Picking up power tools for the first time is intimidating (at least it was for me). Fortunately, I was with a group of women who knew what they were doing and made sure I didn’t drill a hole through my finger. A few weeks ago, I attended my first Do-It-Herself workshop at my local Home Depot store. I decided to sign up after seeing the class featured an Ana White design – her rolling storage cart.
For those of you who do not know Ana White, she’s probably one of the most famous DIY woodworkers in the blogosphere, and she’s a mom who lives in Alaska, which is pretty cool too. Her website and blog feature all types of projects, and she includes the plans on how to build them. Her storage cart project didn’t look too complicated, so I thought it would be a good one to try for someone new to woodworking. Home Depot offers these “DIH” classes for free (yay for free), which is great for beginners as well as more experienced DIYers who want to pick up some new skills or hone their existing ones by working on a project.
When I signed up for the class, I actually didn’t know if it would be hands-on or not. Part of me secretly hoped I could just hide in the back row and observe from afar. The thought of using a saw that actually plugs into an outlet made my hands sweat combined with the fact that I can’t cut a straight line with a pair of scissors. But as it turned out, there was no place to hide – the class was small – just four of us plus the instructor.
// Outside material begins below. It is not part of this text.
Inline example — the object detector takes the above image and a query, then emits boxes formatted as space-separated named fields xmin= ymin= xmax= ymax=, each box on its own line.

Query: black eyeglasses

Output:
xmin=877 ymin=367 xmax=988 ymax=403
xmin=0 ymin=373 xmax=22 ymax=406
Perhaps fate stepped in, because after several attempts and jiggering, the miter saw did not work properly. Thank goodness! I mean, darn it. However, not all was lost, as we did get to use a drill/screwdriver and an air nailer. Luckily, the instructor had most of the lumber pre-cut, so we could get started on the project. One neat thing I learned is that Home Depot rents out power tools, which is great if you don’t do a lot of woodworking, or if you want to try out some tools before investing in your own set. Another tip is if you just need a few lumber cuts made, most home improvement stores will do courtesy cuts for free (especially if they’re not busy).
So I’m happy to report that we successfully built the cart (with no injuries) and that getting my hands a little dirty was empowering. The class definitely made me more appreciative of the amount of time and effort that goes into building something yourself, and how important it is to be precise when cutting lumber – an 1/8 of inch off can throw off your entire project. So, really, measure twice and cut once.